Гражданин Матушкин обитал в старом и полуразрушенном доме, ремонтирующемся со времен создания «Старосветских помещиков.» Я поднялся по заляпанной краской лестнице на этаж — дверь коммунальной квартиры встречала дюжиной кнопок звонков.
Великое братство коммуны! Что может быть безобразнее общества, сбитого на квадратные метры суровыми обстоятельствами. Какие только типы не встречаются. Лишь великий Гоголь способен обрисовать эти удивительные фигуры, порожденные в костедробилке конца ХХ века.

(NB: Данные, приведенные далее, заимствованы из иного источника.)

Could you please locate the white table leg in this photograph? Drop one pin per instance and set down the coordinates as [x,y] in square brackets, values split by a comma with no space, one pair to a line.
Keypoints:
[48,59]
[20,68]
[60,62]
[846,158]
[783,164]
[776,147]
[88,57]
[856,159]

Как-то Никитушка рассказал презабавную и страшненькую историю. Случилось она давно, когда Никитин служил ещё лейтенантиком КГБ. Все произошло в день похорон Илиьча Второго. Точнее, уже после того, как кремлевская кладбищенская бригада за долгим отсутствием натуральной работы утеряла навык — и гроб с вельможным усопшим, выскользнув их холеных лап, с гулким ударом на всю страну саданулся об ухоженное дно могильной ямы. Помнится, зарыдали от испуга близкие и скрипки. А могильщики торопливо начали заталкивать глину в могилу.
Так вот — те, кто возвращался с печальных торжеств, был отвлечен от горьких дум о будущем страны. В одном из дореволюционных домов с мортирным хлопком вышибло крестовидную оконную раму. Как затычка, вспоминали свидетели. Из многометрового свища домостроения вырвался странный чудовищный зверь. Как змей, утверждали свидетели. Гонимый порывами ветра и оставляя за собой широкий шлейф, он устремился в стратосферу. Это было так страшно, что я преждевременно родила, жаловалась одна из свидетельниц. Уткнувшись в плотные облака, загадочное явление природы распалось на составные. Как грязный снег, утверждали свидетели. Нет, это был не снег — с неба опадала бумажная требуха. Точнее, какая-то загадочная макулатурная смесь, нарезанная полосками, похожая на вермишель.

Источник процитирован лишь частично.